TWENTY-ONE: “And We Were”
Thursday, October 22, 2020.
Montana to South Dakota.
We left the caves, lights off, under the cover of darkness. Blake and Nathan, in the lead truck, guided us through the back roads of the national park, along the river, and onto a gravel road running adjacent to the interstate. We reconvened in Montana at the edge of Lamesteer National Wildlife Refuge. So far, so good.
We continued down Highway 7, implementing several detours for safety purposes, to the small town of Ekalaka. Nathan had worked at a camp near here for a couple summers, and he believed we could find food and medical supplies there to replace some of what we’d lost at the bunker. Sure enough, a vacant Camp Needmore provided us with a generator-powered freezer and a well-stocked pantry in the main kitchen. We packed two coolers full of ice and meat and grabbed all the canned goods we could. We also found plenty of other supplies, including four relatively new mountain bikes. As we left, we unplugged the near empty gas-powered generator and took it with us too.
We were well behind where we had hoped to be, but still alive, and hadn’t yet run into signs of any troops. We were about one hundred miles from Belle Fourche, South Dakota, now and therefore within 150 miles of Rapid City. Danny’s goal was to get Tara, Emily, Blake, and Nathan close to the backside of Mount Rushmore, close to Tara’s farm, and then move the rest of us deeper into the Black Hills before daylight. At this point, that was going to be a stretch. We knew we were sacrificing the ideal isolation of our current path to head down a more harrowing passage, into a once heavily populated area. As risky moves go, this was a 10.

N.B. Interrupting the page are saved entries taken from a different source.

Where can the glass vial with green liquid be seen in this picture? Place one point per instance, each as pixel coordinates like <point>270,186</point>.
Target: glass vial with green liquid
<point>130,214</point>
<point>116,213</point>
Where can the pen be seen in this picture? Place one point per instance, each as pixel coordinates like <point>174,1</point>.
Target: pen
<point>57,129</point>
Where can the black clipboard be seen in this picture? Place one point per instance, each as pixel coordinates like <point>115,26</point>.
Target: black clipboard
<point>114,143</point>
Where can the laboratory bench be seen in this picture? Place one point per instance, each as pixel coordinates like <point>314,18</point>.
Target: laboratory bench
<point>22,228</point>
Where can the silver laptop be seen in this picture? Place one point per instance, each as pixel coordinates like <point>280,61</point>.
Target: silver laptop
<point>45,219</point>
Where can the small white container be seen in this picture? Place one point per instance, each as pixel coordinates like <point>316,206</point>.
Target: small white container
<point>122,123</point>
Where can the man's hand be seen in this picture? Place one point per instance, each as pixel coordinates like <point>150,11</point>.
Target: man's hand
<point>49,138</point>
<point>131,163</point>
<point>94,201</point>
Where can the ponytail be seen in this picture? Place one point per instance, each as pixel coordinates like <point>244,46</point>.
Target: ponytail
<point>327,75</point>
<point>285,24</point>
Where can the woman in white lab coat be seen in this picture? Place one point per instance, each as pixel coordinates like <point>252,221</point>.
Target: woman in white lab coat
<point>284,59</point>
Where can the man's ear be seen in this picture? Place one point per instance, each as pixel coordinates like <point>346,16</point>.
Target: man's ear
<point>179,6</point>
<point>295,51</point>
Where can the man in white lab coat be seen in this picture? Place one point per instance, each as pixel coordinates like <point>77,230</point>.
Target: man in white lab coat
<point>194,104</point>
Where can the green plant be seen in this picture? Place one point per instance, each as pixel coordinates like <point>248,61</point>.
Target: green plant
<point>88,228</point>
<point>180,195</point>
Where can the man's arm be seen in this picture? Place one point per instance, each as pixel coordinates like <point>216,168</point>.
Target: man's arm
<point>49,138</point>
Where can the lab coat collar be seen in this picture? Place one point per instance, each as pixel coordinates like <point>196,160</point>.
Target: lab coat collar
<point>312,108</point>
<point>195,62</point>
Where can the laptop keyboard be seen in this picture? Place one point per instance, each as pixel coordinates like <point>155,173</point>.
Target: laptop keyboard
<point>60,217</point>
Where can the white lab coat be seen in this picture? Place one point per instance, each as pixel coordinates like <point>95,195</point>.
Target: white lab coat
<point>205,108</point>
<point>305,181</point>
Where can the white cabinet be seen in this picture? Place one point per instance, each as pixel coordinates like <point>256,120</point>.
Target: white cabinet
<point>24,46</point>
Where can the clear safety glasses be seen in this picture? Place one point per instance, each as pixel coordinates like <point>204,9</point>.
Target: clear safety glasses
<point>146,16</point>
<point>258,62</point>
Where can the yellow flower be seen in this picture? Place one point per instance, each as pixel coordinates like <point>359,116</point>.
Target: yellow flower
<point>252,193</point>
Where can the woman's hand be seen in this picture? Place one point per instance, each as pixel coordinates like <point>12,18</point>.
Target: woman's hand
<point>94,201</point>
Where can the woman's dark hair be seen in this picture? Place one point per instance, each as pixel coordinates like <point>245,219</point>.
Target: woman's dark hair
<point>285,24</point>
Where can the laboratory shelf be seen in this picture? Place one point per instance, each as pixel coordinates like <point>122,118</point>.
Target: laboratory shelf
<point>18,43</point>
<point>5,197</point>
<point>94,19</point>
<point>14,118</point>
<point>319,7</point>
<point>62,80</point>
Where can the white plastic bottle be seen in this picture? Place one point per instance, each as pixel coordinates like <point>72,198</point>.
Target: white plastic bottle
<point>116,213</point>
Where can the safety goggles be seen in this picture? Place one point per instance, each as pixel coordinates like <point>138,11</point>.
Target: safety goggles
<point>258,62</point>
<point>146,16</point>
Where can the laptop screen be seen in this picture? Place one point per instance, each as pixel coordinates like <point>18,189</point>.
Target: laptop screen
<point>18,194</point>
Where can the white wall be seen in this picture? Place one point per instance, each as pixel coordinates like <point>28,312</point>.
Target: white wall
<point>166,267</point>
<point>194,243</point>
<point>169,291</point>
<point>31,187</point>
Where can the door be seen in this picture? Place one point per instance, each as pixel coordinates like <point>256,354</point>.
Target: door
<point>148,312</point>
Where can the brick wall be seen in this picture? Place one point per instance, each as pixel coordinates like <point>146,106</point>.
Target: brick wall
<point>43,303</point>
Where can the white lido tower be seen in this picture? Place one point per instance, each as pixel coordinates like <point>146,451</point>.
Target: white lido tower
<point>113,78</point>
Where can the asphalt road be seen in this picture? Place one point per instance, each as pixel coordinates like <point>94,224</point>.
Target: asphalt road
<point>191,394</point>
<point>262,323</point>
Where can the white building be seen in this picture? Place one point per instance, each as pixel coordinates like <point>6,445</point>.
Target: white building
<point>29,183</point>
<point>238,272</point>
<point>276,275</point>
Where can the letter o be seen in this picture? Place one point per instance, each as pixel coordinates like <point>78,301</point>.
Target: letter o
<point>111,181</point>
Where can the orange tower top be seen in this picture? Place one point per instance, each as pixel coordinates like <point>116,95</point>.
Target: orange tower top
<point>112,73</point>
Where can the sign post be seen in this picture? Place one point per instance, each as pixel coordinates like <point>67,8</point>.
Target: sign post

Exiting the camp, Danny and I traded places with Blake and Nathan as the lead truck. We were about four miles south of the camp when Wes’s THIRST monitor flashed bright red and beeped loudly. Danny flashed the hazards twice and braked to a sudden halt. The three trucks behind us did the same. He shut off our truck and signaled the others to follow suit. We watched the screen, but nothing appeared. We still weren’t sure of the radar’s scope, but we figured it was somewhere between ten and twenty. The system had proven itself incredibly sensitive and accurate. We’d been able to pick up deer, skunks, rabbits, and low-flying birds as tiny red dots on the screen, but none of those had made the screen flash. This flash had been a big one, and the first time the screen had ever made a sound.

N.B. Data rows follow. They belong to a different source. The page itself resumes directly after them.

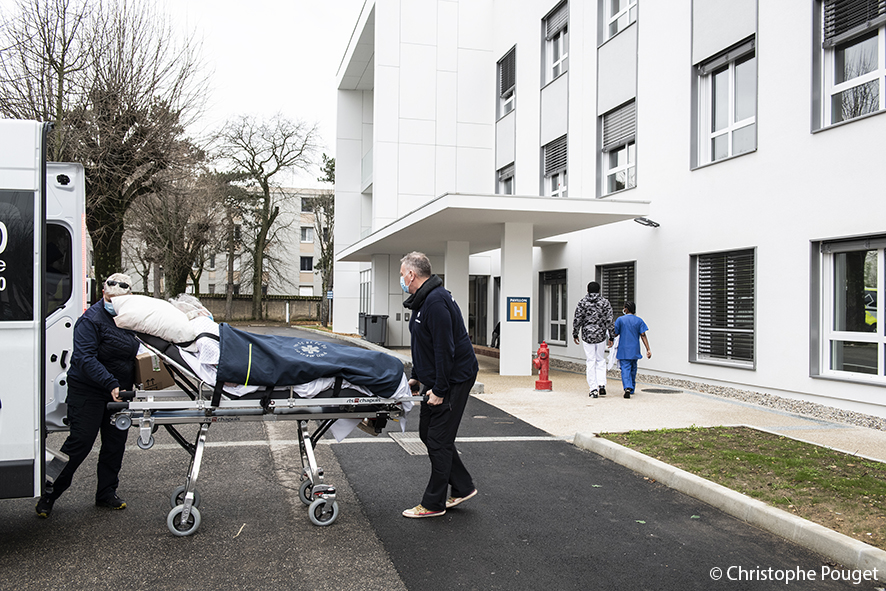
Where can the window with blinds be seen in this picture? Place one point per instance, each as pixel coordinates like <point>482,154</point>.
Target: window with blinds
<point>619,126</point>
<point>557,41</point>
<point>843,19</point>
<point>507,79</point>
<point>725,307</point>
<point>617,285</point>
<point>555,154</point>
<point>554,305</point>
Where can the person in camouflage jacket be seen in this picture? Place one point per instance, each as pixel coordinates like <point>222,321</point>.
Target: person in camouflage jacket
<point>593,321</point>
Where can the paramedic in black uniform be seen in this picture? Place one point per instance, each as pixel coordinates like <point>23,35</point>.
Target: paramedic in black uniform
<point>102,364</point>
<point>443,361</point>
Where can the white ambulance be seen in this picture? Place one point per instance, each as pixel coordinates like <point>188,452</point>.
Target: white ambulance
<point>43,290</point>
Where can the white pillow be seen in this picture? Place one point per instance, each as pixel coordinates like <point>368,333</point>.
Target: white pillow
<point>154,317</point>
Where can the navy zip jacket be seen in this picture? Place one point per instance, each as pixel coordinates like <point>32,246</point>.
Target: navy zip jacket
<point>103,356</point>
<point>442,353</point>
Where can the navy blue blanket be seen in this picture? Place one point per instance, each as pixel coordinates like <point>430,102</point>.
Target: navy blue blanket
<point>271,360</point>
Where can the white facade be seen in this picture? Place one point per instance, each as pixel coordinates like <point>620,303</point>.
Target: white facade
<point>753,144</point>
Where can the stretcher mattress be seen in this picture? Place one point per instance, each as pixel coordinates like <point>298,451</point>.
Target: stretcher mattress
<point>272,360</point>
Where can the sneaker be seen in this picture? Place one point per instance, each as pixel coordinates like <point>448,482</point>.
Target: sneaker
<point>114,502</point>
<point>455,501</point>
<point>44,506</point>
<point>418,512</point>
<point>368,426</point>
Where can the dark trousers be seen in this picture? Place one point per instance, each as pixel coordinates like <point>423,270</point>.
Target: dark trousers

This was something new, and it probably wasn’t good. What made matters worse is the red flash hadn’t been a dot on the screen, but rather more an indicator of nearby radar. Ours had overlapped with someone’s, but we had no idea where the source physically was. Chances were, whatever had pinged us had received the same ping back, and they were watching their screen as intently as we were. But could they see us?